We stayed at Ocean Sands during the day, eating in the on-site restaurants or sitting on the balcony and snacking on food we brought. Preparing our own snacks was a breeze, since each condo suite has a fully equipped kitchenette.
ON THE BEACH
When we weren't eating, we were playing in the ocean, debating whether or not to go parasailing through a company operating about 100 yards down the beach (we decided against it), and surfing the web on my laptop in an oceanside cabana, thanks to Ocean Sands' free wireless Internet service.
I spent time on the mini-putting green, not improving my golf game. At night, a drive of about 10 minutes landed us in Deerfield Beach, where we enjoyed great seafood at JB's on the Beach.

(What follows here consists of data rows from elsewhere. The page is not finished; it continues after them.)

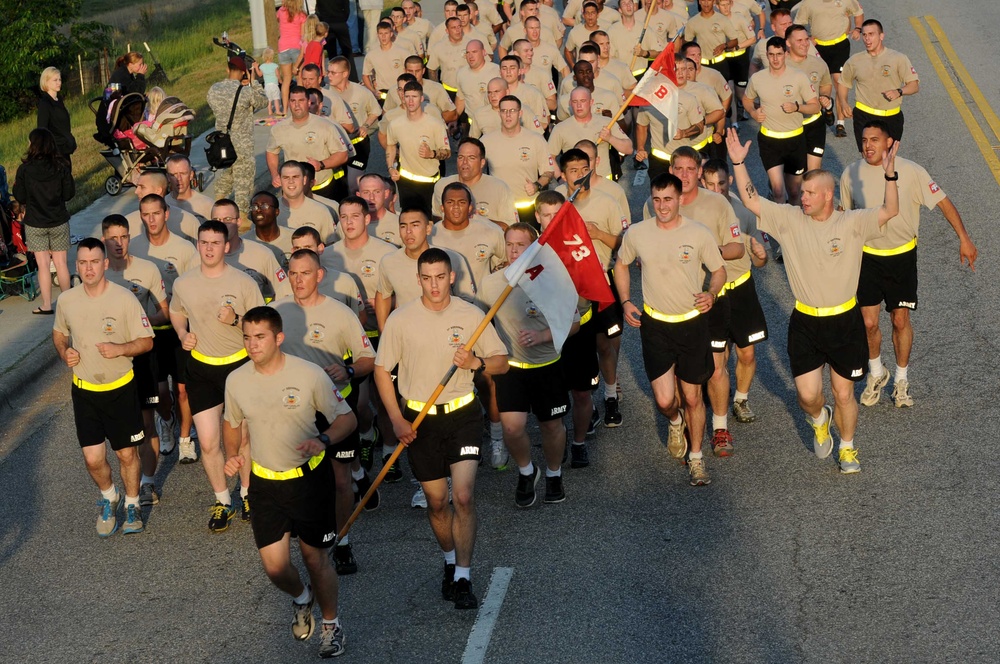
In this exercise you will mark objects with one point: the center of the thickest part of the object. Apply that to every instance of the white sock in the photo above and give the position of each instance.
(304, 598)
(720, 421)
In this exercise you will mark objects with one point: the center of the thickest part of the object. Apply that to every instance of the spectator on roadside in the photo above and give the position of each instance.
(52, 113)
(43, 185)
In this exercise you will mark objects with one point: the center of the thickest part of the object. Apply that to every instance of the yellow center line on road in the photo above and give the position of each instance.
(951, 87)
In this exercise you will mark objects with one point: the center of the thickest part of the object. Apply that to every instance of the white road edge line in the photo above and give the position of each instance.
(489, 610)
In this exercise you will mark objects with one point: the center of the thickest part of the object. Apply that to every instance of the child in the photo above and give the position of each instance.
(269, 70)
(317, 31)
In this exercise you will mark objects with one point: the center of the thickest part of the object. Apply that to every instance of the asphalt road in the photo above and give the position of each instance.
(781, 559)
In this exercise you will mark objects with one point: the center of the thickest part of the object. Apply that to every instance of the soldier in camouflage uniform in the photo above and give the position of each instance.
(237, 181)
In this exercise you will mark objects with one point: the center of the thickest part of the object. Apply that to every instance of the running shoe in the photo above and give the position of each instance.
(395, 473)
(554, 492)
(419, 500)
(303, 623)
(331, 641)
(188, 454)
(464, 599)
(499, 456)
(107, 520)
(822, 440)
(580, 457)
(848, 458)
(873, 390)
(742, 412)
(343, 559)
(612, 415)
(147, 495)
(524, 495)
(448, 583)
(362, 487)
(221, 516)
(676, 441)
(133, 520)
(901, 394)
(699, 475)
(722, 443)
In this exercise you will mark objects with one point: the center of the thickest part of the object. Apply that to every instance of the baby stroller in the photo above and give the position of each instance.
(127, 152)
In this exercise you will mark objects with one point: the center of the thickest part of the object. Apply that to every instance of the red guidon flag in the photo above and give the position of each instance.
(658, 88)
(559, 267)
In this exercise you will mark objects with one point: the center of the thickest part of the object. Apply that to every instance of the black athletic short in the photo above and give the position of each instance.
(836, 55)
(718, 324)
(581, 370)
(611, 320)
(790, 153)
(684, 346)
(815, 133)
(444, 439)
(145, 381)
(893, 122)
(362, 151)
(889, 279)
(115, 415)
(303, 506)
(206, 383)
(747, 325)
(838, 340)
(739, 68)
(541, 391)
(165, 345)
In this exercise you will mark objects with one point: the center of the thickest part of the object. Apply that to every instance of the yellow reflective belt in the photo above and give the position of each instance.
(418, 178)
(268, 474)
(780, 134)
(875, 111)
(454, 404)
(526, 365)
(826, 311)
(831, 42)
(660, 154)
(103, 387)
(909, 246)
(739, 281)
(220, 361)
(669, 318)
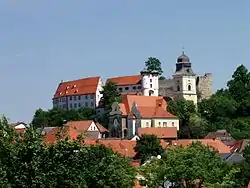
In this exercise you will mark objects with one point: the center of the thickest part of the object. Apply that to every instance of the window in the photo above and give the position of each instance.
(178, 88)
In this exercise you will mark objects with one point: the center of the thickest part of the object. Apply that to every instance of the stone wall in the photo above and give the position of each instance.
(204, 86)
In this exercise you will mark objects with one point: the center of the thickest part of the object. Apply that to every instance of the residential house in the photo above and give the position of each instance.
(217, 145)
(140, 112)
(88, 128)
(145, 84)
(75, 94)
(19, 126)
(223, 136)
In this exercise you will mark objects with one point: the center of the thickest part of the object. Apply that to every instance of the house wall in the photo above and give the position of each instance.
(145, 123)
(129, 88)
(20, 126)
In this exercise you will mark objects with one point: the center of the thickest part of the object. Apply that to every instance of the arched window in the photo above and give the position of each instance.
(178, 88)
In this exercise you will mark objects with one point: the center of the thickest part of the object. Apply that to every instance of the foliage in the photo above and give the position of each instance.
(26, 161)
(154, 64)
(244, 176)
(193, 166)
(148, 146)
(229, 108)
(56, 116)
(110, 95)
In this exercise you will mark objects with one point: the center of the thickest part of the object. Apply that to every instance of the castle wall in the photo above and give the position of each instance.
(204, 86)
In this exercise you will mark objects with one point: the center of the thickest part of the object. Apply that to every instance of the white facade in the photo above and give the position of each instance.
(80, 101)
(150, 84)
(185, 87)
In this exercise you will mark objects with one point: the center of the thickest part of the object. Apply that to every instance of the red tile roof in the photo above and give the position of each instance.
(160, 132)
(126, 80)
(76, 128)
(77, 87)
(218, 145)
(149, 106)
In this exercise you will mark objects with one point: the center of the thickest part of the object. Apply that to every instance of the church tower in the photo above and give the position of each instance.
(185, 79)
(149, 82)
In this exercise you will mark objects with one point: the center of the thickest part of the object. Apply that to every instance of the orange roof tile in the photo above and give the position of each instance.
(216, 144)
(152, 112)
(160, 132)
(126, 80)
(77, 87)
(51, 136)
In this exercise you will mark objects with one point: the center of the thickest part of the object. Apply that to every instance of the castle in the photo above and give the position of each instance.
(185, 84)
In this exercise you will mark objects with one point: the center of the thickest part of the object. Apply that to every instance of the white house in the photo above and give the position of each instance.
(78, 93)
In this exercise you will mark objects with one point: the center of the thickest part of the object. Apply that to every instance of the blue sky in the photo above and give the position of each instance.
(45, 41)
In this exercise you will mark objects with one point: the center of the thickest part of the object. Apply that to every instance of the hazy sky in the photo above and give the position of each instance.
(45, 41)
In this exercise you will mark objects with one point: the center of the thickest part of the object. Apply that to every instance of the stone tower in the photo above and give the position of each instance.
(204, 86)
(150, 85)
(185, 79)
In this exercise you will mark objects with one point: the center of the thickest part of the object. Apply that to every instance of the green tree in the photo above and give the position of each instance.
(190, 121)
(57, 116)
(26, 161)
(110, 95)
(148, 146)
(194, 166)
(154, 64)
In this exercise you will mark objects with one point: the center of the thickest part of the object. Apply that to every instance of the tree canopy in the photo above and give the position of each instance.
(148, 146)
(154, 64)
(229, 108)
(26, 161)
(110, 95)
(194, 166)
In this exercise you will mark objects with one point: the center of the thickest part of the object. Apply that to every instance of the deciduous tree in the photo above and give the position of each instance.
(148, 146)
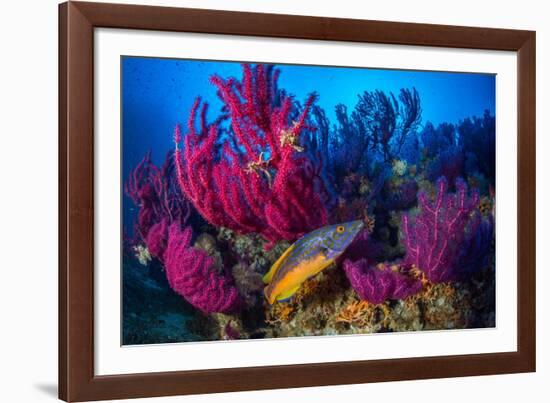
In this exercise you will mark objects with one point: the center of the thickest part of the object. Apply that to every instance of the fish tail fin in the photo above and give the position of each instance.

'The key to finding this sort of place, really is looking for all the 'comforts of home,' " Ziff says. "When those are your objectives, rather than restaurants being close by, or public transportation, or tourist destinations, then your search takes a different, simpler direction."
And speaking of comforts of home, well-behaved dogs are welcome at Ocean Sands. We brought Cheko, our 12-year-old Australian shepherd/heeler mix and took him for a run on the beach each evening.
And while my wife and I received massages and pedicures, -- yes, guys get their toes fixed too -- Cheko got a little work done at a mobile doggy spa that set up shop in the parking lot.
Also, with the peaceful atmosphere, lack of noise and ocean breezes, I found the perfect sleep elixer. And I slept better at Ocean Sands than I have for many years.
The bottom line for us is that "vacation" has been redefined to mean comfortable time off. And based on that definition, I predict in the future we will continue to stay close to home, when all we want is a little rest.